The Star Trek universe is here to least on the small screen. According to Trekkie mastermind Alex Kurtzman, he and his creative collaborators know where the sci-fi franchise will boldy go for the next seven years. 

"Heather Kaden and Aaron Baiers, who work with me at [my production company] Secret Hideout, we literally just got off a call with the network, mapping us through 2027," Kurtzman said on The Hollywood Reporter TV's Top 5 podcast. "When I say that, it’s not like it’s set in stone. It’s just, ‘Ok, here’s a plan. Here’s what we’re looking at. Here’s how the different shows are going to drop.’ Consider the fact that it takes a year from inception — from start of production — to airing, so you have to plan way, way, way in advance to get these things done, and you have to stay on top of the zeitgeist and make sure that what you’re doing is relevant."

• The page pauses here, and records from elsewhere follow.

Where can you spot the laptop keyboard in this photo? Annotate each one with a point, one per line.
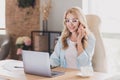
(56, 73)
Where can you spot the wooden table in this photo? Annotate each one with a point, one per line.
(7, 71)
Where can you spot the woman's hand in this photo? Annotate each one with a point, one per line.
(81, 33)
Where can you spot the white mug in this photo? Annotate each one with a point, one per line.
(86, 70)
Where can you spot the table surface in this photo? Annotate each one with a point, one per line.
(9, 72)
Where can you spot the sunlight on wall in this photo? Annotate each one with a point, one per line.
(109, 12)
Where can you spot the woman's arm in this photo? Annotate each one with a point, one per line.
(55, 56)
(85, 57)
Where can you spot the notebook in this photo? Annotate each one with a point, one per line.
(38, 63)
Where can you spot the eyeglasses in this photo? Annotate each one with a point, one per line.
(71, 20)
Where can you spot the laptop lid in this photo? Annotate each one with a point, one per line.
(37, 63)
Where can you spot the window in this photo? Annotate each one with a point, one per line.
(109, 12)
(2, 16)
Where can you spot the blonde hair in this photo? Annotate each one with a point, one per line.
(66, 33)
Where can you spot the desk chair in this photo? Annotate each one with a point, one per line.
(99, 57)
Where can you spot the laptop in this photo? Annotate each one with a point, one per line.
(38, 63)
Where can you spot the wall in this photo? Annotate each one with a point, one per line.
(55, 21)
(20, 22)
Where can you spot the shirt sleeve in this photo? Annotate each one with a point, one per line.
(84, 59)
(55, 56)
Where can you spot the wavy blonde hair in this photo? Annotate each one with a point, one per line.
(66, 33)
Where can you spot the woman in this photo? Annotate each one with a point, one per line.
(76, 45)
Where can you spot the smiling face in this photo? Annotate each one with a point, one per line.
(72, 22)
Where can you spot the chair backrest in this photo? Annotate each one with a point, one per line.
(99, 57)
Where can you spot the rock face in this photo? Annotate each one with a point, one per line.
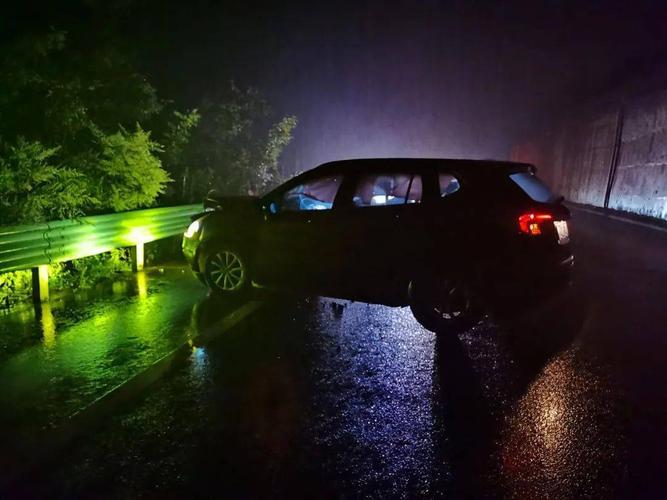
(610, 155)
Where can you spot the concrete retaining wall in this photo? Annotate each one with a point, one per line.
(625, 144)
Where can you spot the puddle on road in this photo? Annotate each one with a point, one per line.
(90, 343)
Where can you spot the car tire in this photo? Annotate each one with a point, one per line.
(443, 306)
(225, 271)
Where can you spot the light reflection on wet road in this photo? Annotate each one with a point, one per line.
(326, 398)
(112, 337)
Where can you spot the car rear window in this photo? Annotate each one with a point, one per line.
(533, 187)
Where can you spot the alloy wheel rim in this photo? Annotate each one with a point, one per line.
(226, 271)
(454, 301)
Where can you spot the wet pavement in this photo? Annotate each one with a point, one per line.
(331, 399)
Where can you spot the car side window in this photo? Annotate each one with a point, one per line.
(388, 189)
(316, 194)
(448, 184)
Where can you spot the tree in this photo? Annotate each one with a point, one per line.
(35, 189)
(65, 118)
(235, 148)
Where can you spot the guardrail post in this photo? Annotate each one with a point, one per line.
(137, 256)
(40, 284)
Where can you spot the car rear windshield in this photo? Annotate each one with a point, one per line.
(534, 187)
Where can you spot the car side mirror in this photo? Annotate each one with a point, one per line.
(272, 208)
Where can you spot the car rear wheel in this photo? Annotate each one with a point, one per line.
(443, 305)
(226, 272)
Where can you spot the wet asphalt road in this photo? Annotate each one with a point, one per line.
(330, 399)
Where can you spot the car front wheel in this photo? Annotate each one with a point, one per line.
(226, 272)
(443, 305)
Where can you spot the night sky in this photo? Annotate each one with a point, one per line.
(402, 78)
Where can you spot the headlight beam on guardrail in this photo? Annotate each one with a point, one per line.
(38, 245)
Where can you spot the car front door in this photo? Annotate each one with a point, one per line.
(298, 238)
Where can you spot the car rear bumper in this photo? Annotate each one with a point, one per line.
(532, 280)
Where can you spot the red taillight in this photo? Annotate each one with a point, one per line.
(529, 223)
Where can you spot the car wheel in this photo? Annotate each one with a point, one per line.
(443, 306)
(226, 272)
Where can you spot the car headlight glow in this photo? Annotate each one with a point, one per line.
(192, 229)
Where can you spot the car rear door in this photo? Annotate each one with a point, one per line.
(384, 225)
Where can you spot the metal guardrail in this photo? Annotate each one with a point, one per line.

And since COVID-19 has thrown such a wrench into production schedules, he continued: "You have to plan so far in advance now in different kinds of ways to seem loose and improvisational, but there’s nothing loose and improvisational about it."

Season 3 of Star Trek: Discovery premieres on CBS All Access this Thursday (Oct. 15), but the end is nowhere in sight.

"There are years and years left on Discovery," Kurtzman said. "Star Trek [shows] in general has had a long history of going for seven seasons minimum. And we just jumped into the future. It's not a brand-new show, but it's a whole new set of variables with a whole new set of ideas and stories. I don't think we limit ourselves to thinking, 'Oh, we're capped at this place.' I'll tell you when the show starts to feel stale to us, we will be rallying to stop it. But for now, it doesn't feel like we are running into a shortage of stories."

Second seasons of Picard and Lower Decks have already been green-lit, while two new series — Strange New Worlds and Prodigy — are currently in the works at CBS All Access and Nickelodeon respectively.

"Given how hopeful and beautiful the messages of Star Trek are, I don't think you can have too much because I think there's something for everybody," Kurtzman added. "But I think you've gotta be really curated and really thoughtful about what you're doing. I don't think you can just through things at the way."